I just wanted to say that this kind of thing .ost assuredly happens in many familys. My mother passed away suddenly at 65.She always insisted She would be fair to all four siblings, even if one was in jail. God I miss my Mom. My father remarried 5yrs. ago to a very needy and manipulative wo man. Long story short. She got everything. Fairness to me us a fantasy. I cant tell you how hurtful this was and still is. My father was duped and there are other large instances of financial unfairness in both sides of my mother and fathers families. The four siblings could have really used some of this financial help. Two of us have chronic health issues but the psychological damages to us far outweigh any financial fairness. We are the four that just never got their break of any kind. Im in the process of cutting off family members that have benefitted from these unethical windfalls. I
I strangely enough live practicing one of my fathers own sayings. He was a born again christian and often talked the talk but didnt always walk the walk. He wasnt grounded at all. He said: All choices in life have consequences, so make the right choices. To everyone out there contemplating your wills, please be fair first. Always fair. I have alot of emotional s arring to heal. Thanks for letting me share.
Tc Reply:
May 9th, 2018 at 1:40 am
@Michael,
I’m so sorry you and other’s here have had to go through this. I’m hoping this helps, but I truly believe that what parents do, especially with regards to unfairness in their Wills, they will have to answer very seriously for to God in the end. God knows how much hurt this causes children and families. Being just, He will bless you in the end much more than your parents. As much as some parents like to think, they are not God, and will not have any power in the afterlife.

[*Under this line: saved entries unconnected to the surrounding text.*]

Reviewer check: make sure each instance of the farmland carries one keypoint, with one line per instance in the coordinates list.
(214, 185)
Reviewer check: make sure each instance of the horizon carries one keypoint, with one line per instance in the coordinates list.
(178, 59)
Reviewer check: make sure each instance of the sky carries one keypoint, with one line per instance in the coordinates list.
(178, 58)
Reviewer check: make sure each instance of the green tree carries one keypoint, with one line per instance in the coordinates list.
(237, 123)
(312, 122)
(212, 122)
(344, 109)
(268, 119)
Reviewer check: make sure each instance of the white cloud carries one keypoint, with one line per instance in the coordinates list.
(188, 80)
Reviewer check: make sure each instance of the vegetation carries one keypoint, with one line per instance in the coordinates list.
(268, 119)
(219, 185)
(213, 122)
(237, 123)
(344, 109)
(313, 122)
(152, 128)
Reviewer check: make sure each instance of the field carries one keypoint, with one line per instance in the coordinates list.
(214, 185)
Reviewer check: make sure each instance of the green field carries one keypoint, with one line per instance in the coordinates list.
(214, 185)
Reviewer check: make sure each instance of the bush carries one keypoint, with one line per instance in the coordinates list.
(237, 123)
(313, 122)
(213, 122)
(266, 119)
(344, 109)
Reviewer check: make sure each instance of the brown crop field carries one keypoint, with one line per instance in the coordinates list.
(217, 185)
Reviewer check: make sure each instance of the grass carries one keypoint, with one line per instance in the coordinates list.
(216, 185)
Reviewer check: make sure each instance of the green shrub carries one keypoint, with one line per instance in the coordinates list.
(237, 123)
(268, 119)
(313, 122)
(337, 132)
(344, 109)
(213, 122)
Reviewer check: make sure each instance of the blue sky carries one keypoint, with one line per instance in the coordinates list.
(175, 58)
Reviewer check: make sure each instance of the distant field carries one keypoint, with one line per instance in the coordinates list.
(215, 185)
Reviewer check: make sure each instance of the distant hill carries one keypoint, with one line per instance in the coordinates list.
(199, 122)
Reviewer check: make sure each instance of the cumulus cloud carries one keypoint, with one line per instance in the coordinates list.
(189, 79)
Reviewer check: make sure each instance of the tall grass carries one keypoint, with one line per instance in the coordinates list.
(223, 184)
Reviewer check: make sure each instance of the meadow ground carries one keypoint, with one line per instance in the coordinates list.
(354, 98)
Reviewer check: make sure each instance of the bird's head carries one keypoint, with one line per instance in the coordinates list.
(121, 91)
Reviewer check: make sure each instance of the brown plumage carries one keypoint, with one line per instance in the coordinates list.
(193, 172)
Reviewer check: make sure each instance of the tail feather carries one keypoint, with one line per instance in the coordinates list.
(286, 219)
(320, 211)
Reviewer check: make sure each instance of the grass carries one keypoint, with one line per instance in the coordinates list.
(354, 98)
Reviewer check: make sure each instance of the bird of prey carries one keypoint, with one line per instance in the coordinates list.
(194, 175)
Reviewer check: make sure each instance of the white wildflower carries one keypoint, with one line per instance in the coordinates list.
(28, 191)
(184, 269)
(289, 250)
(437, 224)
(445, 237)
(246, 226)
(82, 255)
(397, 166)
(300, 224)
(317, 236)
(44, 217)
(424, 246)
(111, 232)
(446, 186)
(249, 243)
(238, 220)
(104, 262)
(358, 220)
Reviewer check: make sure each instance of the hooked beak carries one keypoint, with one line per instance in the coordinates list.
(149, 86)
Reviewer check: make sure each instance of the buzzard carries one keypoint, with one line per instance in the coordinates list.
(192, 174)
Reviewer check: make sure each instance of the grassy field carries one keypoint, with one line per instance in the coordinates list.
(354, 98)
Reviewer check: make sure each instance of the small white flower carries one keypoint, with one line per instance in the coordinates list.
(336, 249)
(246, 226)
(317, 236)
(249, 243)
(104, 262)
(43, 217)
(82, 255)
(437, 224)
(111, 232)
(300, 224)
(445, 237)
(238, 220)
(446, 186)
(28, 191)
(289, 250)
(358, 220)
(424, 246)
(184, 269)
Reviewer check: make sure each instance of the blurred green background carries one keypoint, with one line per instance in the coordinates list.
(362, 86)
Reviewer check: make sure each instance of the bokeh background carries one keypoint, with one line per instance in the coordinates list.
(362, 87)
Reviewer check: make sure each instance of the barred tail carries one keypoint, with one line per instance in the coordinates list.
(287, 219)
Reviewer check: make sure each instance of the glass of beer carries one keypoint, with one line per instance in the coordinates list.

Looking for some validation… Perhaps I will find some here.
I am youngest of 4. One sibling passed 16 years ago. I have a sister and a brother. Dad is passed. Mother alive and well at age 86, living with me and my husband since she fractured her hip. Stayed with us to rehab but we chose to ask her to stay for good for her well being and safety. Other siblings did not offer but did realize that she wouldn’t fair well at home by herself. She has been with us for 16 months paying us 580$ per month to help with basic living expenses. ( cheaper than a nursing home) My husband and I have been assisting my mom with numerous things around her home, cooking occasional meals, winterizing her home, clearing snow and ice, yard maintenance, and everything she may have requested or needed was done by my husband and I and not the other two siblings. We shared the same town making it convenient to ask for our help all the time. And we always did without question but it did cause a bit of resentment over the years as to why it’s always been us. Well Mom sold her house (which my husband helped find the buyer). So she decides to gift some money to her remaining three children but sadly disregarded the son in law who has been helping her out more than her own son did over the years and who now she lives with. Well that didn’t go over too well. Feelings deeply hurt and with more resentment. Husband is PO’D and I agree with him. Are we being unreasonable here? Gifting while alive is to ANYONE…. right? Inheritance is when you dead. Husband not expecting inheritance monies, but perhaps a little generosity and recognition while she’s alive in return for his generous behavior over the years would be nice? What say you? Hub so disgusted he wants her out. I am so heartbroken for both sides. He discussed it with her ( argued) but she doesn’t get it. He’s not her “blood” and that is their inheritance. Where was her “blood” when she needed it. Oh yea, they didn’t live in the same town. They weren’t convenient!
Jacquie Reply:
December 16th, 2016 at 11:07 pm
@Jacquie,
In addition to my post, one sibling is divorced the other is widowed!